# Ganache doesn't stick to cake



## mbobden (Dec 30, 2009)

My ganache frosting and filling separate from cake when I slice it. Does anyone have a remedy for this?


----------



## dillonsmimi (Dec 2, 2009)

I work with ganache quite a bit. Can you post your recipe? You may have a "candy" instead of an "icing" recipe.


----------



## mbobden (Dec 30, 2009)

It is a rolled cake. Outside frosting is 6 oz callenbaut semi sweet with 2/3 cup cream, 1T Grand Marnier.
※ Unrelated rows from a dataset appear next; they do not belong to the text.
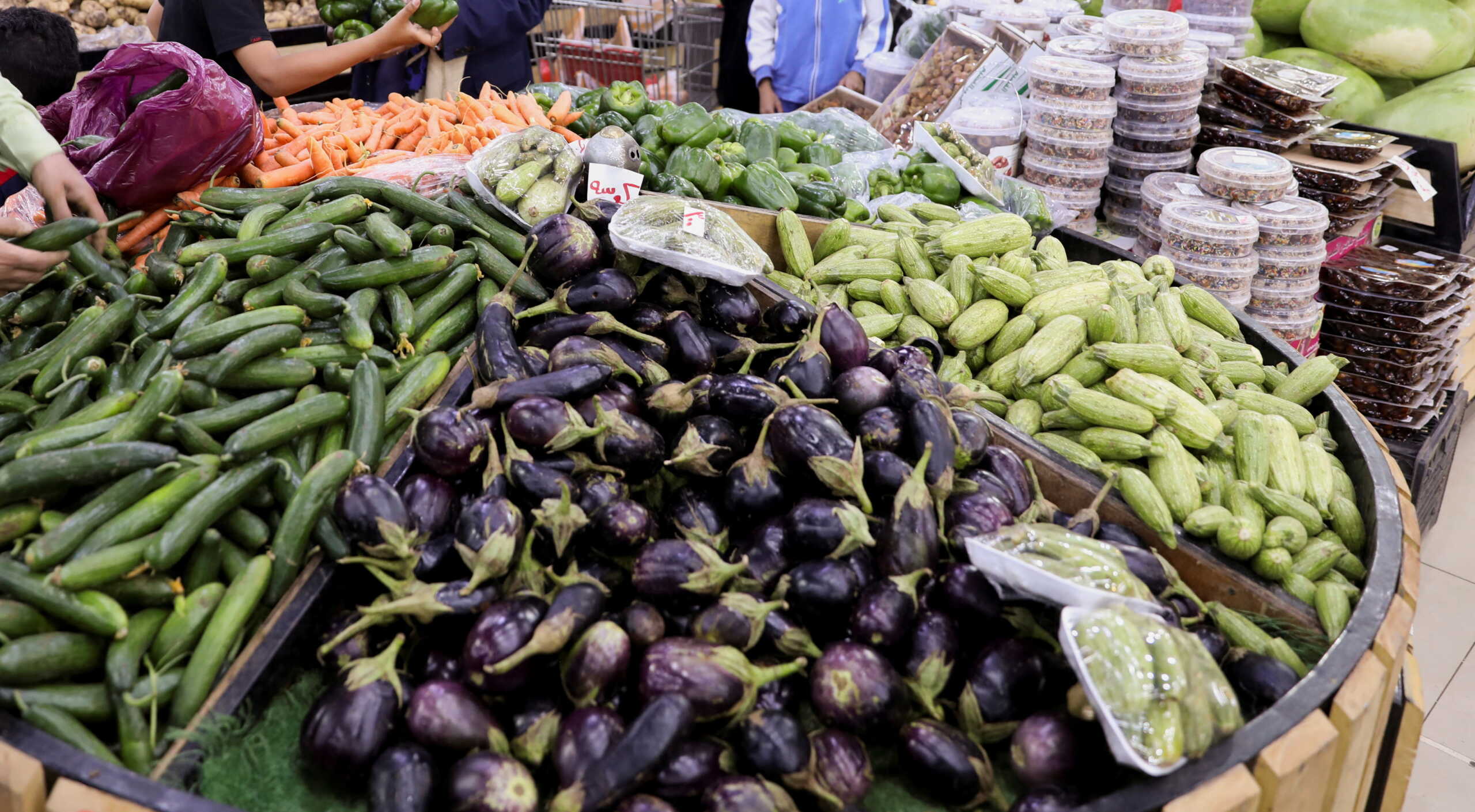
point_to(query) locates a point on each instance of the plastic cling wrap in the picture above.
(1157, 693)
(688, 235)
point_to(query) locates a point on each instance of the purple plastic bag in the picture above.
(167, 145)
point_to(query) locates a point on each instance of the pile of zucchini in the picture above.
(170, 437)
(1117, 370)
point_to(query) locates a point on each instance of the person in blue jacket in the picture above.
(487, 45)
(803, 49)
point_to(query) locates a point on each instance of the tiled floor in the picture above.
(1444, 644)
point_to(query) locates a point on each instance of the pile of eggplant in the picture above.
(685, 552)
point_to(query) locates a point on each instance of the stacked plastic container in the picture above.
(1160, 83)
(1068, 128)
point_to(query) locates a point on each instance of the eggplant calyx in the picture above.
(381, 666)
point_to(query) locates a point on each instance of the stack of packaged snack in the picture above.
(1265, 104)
(1396, 312)
(1068, 128)
(1157, 107)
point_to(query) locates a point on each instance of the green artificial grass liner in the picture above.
(253, 762)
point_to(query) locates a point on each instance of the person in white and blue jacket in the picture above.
(801, 49)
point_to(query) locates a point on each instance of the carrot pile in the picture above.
(347, 138)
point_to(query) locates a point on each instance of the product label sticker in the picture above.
(612, 183)
(694, 222)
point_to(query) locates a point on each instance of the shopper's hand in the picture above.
(65, 189)
(767, 99)
(20, 265)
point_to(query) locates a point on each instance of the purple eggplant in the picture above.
(446, 715)
(366, 506)
(583, 737)
(1047, 749)
(717, 680)
(608, 291)
(402, 780)
(561, 249)
(1009, 680)
(765, 553)
(596, 663)
(736, 620)
(881, 428)
(1012, 475)
(499, 631)
(707, 447)
(673, 568)
(910, 540)
(630, 761)
(856, 689)
(820, 596)
(351, 723)
(825, 528)
(731, 309)
(944, 765)
(931, 658)
(691, 767)
(491, 783)
(810, 442)
(788, 319)
(685, 339)
(487, 537)
(886, 610)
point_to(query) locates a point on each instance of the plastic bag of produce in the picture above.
(528, 176)
(691, 236)
(1157, 692)
(198, 123)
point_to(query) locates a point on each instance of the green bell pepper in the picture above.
(351, 30)
(335, 12)
(763, 185)
(436, 12)
(934, 180)
(794, 136)
(611, 118)
(625, 98)
(825, 155)
(672, 185)
(820, 199)
(698, 167)
(759, 139)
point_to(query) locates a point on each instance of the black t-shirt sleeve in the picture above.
(236, 22)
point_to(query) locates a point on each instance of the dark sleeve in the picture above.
(484, 24)
(236, 22)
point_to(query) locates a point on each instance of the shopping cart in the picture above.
(672, 46)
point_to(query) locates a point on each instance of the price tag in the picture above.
(612, 183)
(694, 222)
(1421, 185)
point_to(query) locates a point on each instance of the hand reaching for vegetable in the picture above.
(65, 189)
(21, 265)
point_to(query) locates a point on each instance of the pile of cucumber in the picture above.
(172, 435)
(1118, 370)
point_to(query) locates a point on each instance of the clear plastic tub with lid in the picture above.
(1147, 33)
(884, 71)
(1175, 74)
(1291, 263)
(1250, 176)
(1210, 230)
(1077, 176)
(1139, 136)
(1138, 165)
(1071, 145)
(1071, 78)
(1157, 109)
(1071, 114)
(1289, 223)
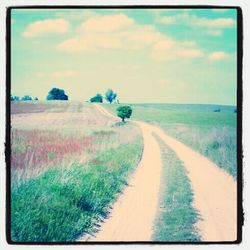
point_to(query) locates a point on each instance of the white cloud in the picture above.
(214, 32)
(192, 20)
(65, 73)
(167, 19)
(44, 27)
(76, 14)
(170, 49)
(107, 23)
(219, 10)
(218, 55)
(216, 23)
(119, 32)
(111, 32)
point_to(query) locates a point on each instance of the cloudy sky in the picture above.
(145, 55)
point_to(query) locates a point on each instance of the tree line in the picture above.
(59, 94)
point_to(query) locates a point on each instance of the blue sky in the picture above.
(145, 55)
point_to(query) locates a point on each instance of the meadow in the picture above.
(68, 165)
(211, 133)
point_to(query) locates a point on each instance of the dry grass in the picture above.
(68, 164)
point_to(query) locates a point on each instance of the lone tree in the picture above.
(57, 94)
(96, 98)
(110, 95)
(124, 112)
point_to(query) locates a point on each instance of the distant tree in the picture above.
(96, 98)
(14, 98)
(57, 94)
(124, 112)
(26, 98)
(110, 95)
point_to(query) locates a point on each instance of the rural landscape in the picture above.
(110, 141)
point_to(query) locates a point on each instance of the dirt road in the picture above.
(214, 190)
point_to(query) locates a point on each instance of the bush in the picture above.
(57, 94)
(124, 112)
(97, 98)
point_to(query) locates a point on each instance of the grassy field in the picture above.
(213, 134)
(68, 164)
(176, 218)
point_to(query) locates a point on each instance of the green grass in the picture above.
(213, 134)
(176, 218)
(63, 203)
(68, 165)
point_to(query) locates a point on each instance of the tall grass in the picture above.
(213, 134)
(68, 164)
(176, 217)
(64, 203)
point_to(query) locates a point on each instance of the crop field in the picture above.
(213, 134)
(68, 165)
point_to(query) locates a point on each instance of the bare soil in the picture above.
(215, 195)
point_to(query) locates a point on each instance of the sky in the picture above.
(144, 55)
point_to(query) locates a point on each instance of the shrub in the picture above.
(96, 98)
(124, 112)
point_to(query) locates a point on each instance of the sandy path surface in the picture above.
(214, 190)
(133, 214)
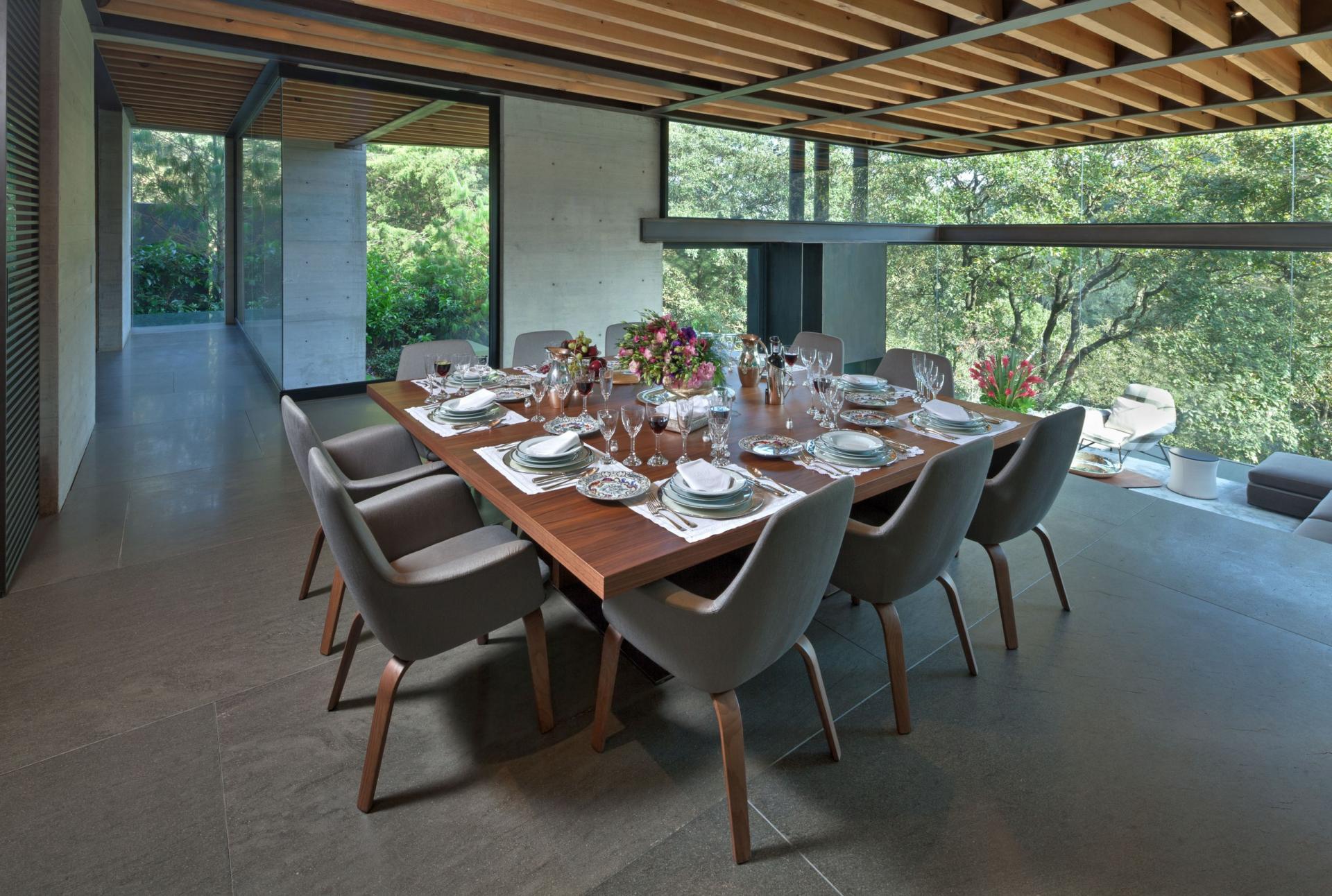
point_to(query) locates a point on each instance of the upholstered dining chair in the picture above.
(412, 361)
(529, 349)
(368, 461)
(1016, 499)
(897, 369)
(427, 576)
(717, 645)
(912, 549)
(823, 343)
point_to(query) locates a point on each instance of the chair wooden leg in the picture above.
(334, 609)
(821, 696)
(536, 626)
(733, 767)
(389, 680)
(950, 587)
(1054, 565)
(605, 686)
(897, 655)
(1003, 586)
(311, 564)
(344, 666)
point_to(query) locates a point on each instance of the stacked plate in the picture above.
(522, 458)
(848, 448)
(450, 413)
(735, 499)
(974, 425)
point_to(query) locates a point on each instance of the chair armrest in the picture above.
(373, 451)
(418, 514)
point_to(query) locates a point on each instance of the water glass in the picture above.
(632, 415)
(608, 421)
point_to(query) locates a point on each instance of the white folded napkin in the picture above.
(944, 411)
(697, 417)
(476, 401)
(553, 447)
(702, 477)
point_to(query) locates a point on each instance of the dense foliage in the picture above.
(1242, 338)
(428, 212)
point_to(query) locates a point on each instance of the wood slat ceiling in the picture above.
(195, 92)
(937, 76)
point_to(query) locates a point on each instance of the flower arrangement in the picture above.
(1007, 384)
(664, 350)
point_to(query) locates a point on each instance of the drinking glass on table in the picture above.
(632, 415)
(608, 421)
(657, 420)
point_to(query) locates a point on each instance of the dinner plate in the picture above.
(770, 447)
(613, 485)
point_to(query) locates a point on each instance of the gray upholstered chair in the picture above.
(412, 361)
(913, 549)
(823, 343)
(897, 369)
(529, 349)
(615, 333)
(717, 645)
(427, 576)
(1019, 497)
(368, 461)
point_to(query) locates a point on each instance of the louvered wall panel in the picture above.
(20, 318)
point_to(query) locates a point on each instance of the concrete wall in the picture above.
(115, 309)
(323, 264)
(68, 241)
(576, 184)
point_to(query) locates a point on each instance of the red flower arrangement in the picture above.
(1007, 384)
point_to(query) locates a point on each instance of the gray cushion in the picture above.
(1316, 529)
(1295, 473)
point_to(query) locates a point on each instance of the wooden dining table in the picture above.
(605, 545)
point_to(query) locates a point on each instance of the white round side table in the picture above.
(1193, 473)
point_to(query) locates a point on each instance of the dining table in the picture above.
(609, 547)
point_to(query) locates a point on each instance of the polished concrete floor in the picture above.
(163, 725)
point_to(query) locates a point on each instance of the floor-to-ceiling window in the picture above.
(178, 228)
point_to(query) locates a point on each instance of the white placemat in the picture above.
(708, 528)
(525, 482)
(422, 415)
(905, 422)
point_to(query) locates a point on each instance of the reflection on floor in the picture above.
(163, 723)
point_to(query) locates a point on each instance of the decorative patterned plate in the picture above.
(572, 425)
(866, 417)
(870, 398)
(613, 485)
(770, 447)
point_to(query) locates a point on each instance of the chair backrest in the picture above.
(412, 361)
(615, 333)
(531, 348)
(1022, 493)
(897, 369)
(300, 437)
(928, 529)
(776, 594)
(823, 343)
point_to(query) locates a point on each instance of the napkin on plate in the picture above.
(702, 477)
(476, 401)
(554, 447)
(944, 411)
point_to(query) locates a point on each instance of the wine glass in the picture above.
(657, 421)
(538, 395)
(608, 420)
(632, 415)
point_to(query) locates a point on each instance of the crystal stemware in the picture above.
(632, 415)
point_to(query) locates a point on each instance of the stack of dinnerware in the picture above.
(702, 490)
(848, 448)
(549, 454)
Boiled the cream, poured on chopped choc, let sit a couple of min. stirred and set out until able to frost. Inside is whipped ganache which was 1 1/2 c cream 6 oz semi sweet chocolate chip morsels. Same process except I whipped it after it was cold. Thank you for your input.


----------



## dillonsmimi (Dec 2, 2009)

You are using a one to one ratio, (oz to oz) right? That is what I use under my rolled fondant cakes. It sets up pretty firm and if applied in a thick layer (like a frosting) it will pull away from the cake. So either use your mixture as a glaze or try adding a bit of butter and some 10x and go for a ganache 'buttercream'. Just be carefull to not reheat and stir more than once...gets really grainy. Kinda like my MIL's fudge.


----------